British woman, active c. 1900–1934

Mary Ann Smith was an English knocker-upper who worked in London from the 1900s to the 1930s. She used a pea shooter and dried peas as her implements for waking clients, charging each client sixpence a week. Her tool was unusual for the time, as most knocker-uppers had a pole with wire on the end that was used to scratch at windows. Her customers included the dock workers who lived in the East End of London, and she was known for waking hundreds of people every morning during the work week.

==Family and work==
When the 1911 and 1921 censuses were taken, Mary Ann Smith and her husband Thomas Edward Smith (both born ca. 1866) were recorded as living at 71 Brenton Street in Limehouse, east London. According to the 1911 census, she had given birth to 16 children, only 2 of whom were still alive: a 21-year-old daughter, Ellen, and a 14-year-old son, Thomas Edward, who worked as a dock messenger. Mary's occupation was recorded as "tin box maker" and her husband's as "riverside labourer".
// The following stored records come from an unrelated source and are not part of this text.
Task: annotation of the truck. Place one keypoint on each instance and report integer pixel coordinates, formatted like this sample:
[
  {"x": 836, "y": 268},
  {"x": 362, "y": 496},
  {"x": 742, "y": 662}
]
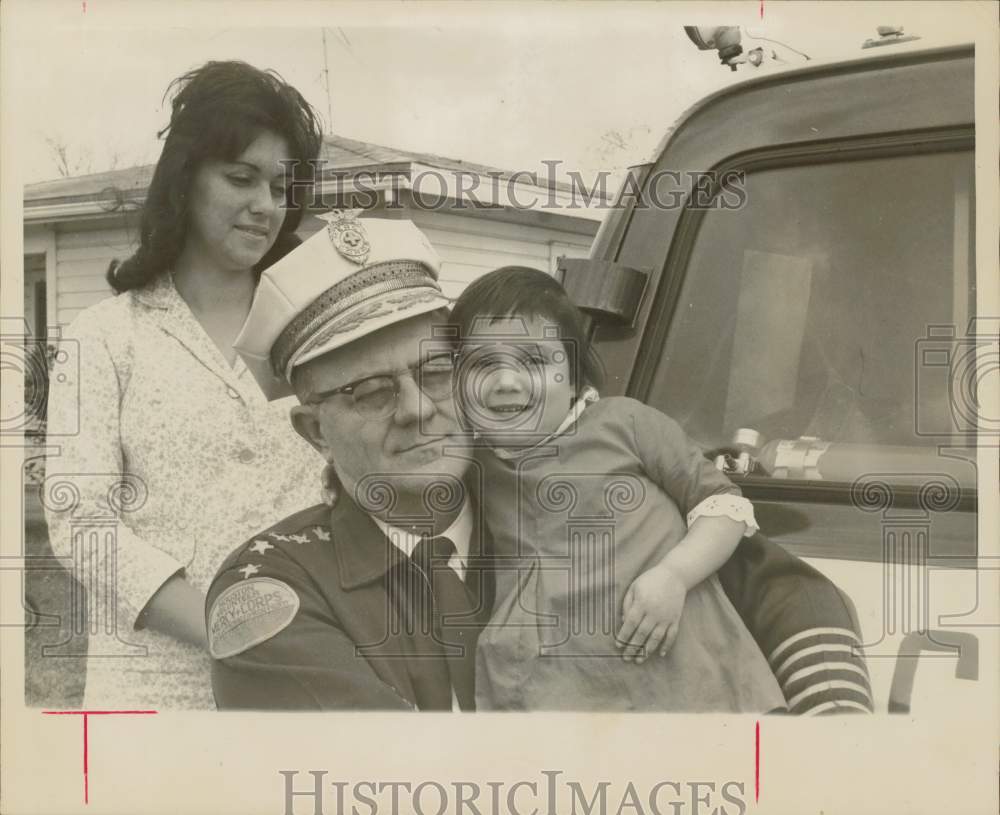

Their son was the original knocker-upper in the family, and the Jackson Citizen Patriot claimed that he invented the pea shooting technique. He was killed in active service during the First World War, and his parents continued the family occupation. At the time of the 1921 census, Mary's occupation was recorded as "caller up" and her husband's as "watchman". After her husband became permanently disabled in 1930, Mary was the family's sole breadwinner until 1934, when she retired at the age of 69. A daughter, Molly Moore, worked in the same profession and was one of the last remaining knocker-uppers before the tradition largely ended in the 1940s and 1950s.

==Legacy==
The photographer and police officer John Topham took a photo of Smith in 1931 that became synonymous with the occupation of knocker-uppers and also kickstarted Topham's own career after he sold the photo to the Daily Mirror. A 1932 book, Strange as It May Seem by John Hix, described Smith's life and career. In 2003 a picture book entitled Mary Smith was published by Andrea U'Ren and contained a 1927 archival photo of Smith. In the book, Smith goes to the homes of each of her clients, who carried out all the main professions in the town, before waking the mayor and being praised by him for her work. She returns home, happy at her success, to find her children still asleep in bed.